In-Class Sharing and Presentation
You should come to class ready to engage in a class-wide discussion. Prompts for discussion include:
The various models you tried
The various resources you found that helped you along the way
Tools that seem to be especially useful
Processes that you tried that seemed to work well for writing good data science code. Good code in this context could mean code that is concise, readable, maintainable, extensible, etc. You are not expected to have all the answers! Even if you tried something that seems suboptimal, put it out there, and see if someone has suggestions for improvement. Topics could include version control strategies, workflows, code refactoring, object-oriented design, etc.
Reflections on strategies for learning that you tried that didn't pan out
Any mysterious results that you can't yet explain.
Your burning questions (have at least two open-ended discussion questions you can use to get the others in the group talking).
We will spend about twenty-five minutes discussing this as a class.

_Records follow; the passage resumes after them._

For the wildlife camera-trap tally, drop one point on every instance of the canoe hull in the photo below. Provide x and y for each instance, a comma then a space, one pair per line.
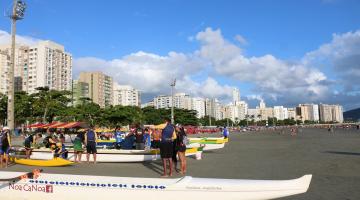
207, 147
61, 186
55, 162
112, 156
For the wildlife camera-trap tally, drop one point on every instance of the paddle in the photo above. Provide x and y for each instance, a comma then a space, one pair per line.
30, 175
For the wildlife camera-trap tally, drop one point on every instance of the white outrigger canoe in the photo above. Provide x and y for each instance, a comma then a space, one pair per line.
114, 155
207, 147
74, 187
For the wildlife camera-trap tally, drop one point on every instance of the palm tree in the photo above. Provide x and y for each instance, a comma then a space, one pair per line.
247, 119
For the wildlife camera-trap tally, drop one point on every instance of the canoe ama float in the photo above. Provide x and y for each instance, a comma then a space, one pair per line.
74, 187
55, 162
114, 155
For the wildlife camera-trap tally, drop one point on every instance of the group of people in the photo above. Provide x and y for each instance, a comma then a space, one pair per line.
5, 145
54, 141
171, 140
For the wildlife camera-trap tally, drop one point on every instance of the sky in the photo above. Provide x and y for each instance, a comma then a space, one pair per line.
285, 52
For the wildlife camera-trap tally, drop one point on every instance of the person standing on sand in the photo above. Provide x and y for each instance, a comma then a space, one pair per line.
90, 143
181, 143
139, 139
5, 145
78, 149
166, 145
225, 132
156, 135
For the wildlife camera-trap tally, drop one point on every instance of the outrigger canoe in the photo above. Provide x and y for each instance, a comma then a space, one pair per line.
115, 155
208, 143
55, 162
74, 187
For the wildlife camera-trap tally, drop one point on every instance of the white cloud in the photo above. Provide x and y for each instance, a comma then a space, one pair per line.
342, 55
150, 73
271, 76
5, 39
241, 39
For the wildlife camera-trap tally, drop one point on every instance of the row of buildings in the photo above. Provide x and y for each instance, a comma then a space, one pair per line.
47, 64
239, 110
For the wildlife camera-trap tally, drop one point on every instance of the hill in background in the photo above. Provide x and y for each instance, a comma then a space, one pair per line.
352, 114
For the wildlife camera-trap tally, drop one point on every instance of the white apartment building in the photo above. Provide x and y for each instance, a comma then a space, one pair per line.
331, 113
198, 104
125, 95
100, 87
4, 70
253, 113
181, 100
308, 112
45, 64
236, 95
291, 113
280, 112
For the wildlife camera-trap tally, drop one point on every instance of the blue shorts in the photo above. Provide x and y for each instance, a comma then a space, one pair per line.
4, 150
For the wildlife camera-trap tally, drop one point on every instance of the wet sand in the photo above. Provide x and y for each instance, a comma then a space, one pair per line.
333, 159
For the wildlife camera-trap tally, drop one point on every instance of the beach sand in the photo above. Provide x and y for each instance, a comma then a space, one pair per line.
332, 159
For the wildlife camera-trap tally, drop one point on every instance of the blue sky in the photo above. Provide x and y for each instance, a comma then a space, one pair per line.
110, 34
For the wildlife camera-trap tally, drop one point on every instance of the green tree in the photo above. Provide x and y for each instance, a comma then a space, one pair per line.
23, 107
50, 103
186, 117
3, 108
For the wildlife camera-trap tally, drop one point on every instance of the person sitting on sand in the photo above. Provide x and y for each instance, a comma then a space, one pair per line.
50, 140
156, 135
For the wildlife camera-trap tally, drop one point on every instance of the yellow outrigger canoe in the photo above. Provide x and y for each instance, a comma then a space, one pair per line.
56, 162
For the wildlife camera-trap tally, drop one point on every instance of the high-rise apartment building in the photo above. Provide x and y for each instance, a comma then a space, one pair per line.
126, 95
308, 112
181, 100
4, 72
291, 113
45, 64
198, 104
236, 95
331, 113
80, 92
280, 112
100, 87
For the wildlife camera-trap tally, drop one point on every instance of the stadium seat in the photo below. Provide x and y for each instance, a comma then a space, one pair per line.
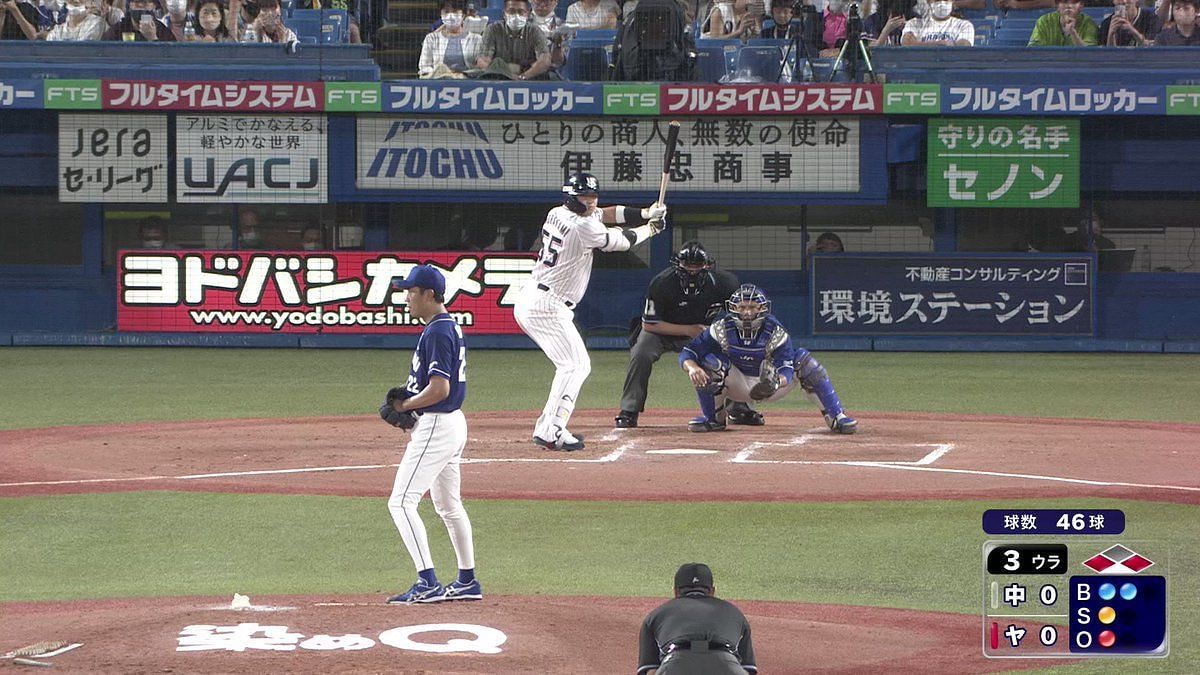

Turning in Your Assignment
In order to turn in your assignment all you need to do is issue a pull request from your DataScience16WarmupProject repo to my upstream repo. For more information on how to issue a pull request, see this page. The pull request will be used as a way for the course staff to communicate feedback on your assignment.
Assessment
Your grade for this assignment will be based on your three notebooks. The notebooks (as a whole) will be graded on four components: functionality (40%), code documentation (15%), code style (15%), and writing quality (30%) according to this rubric.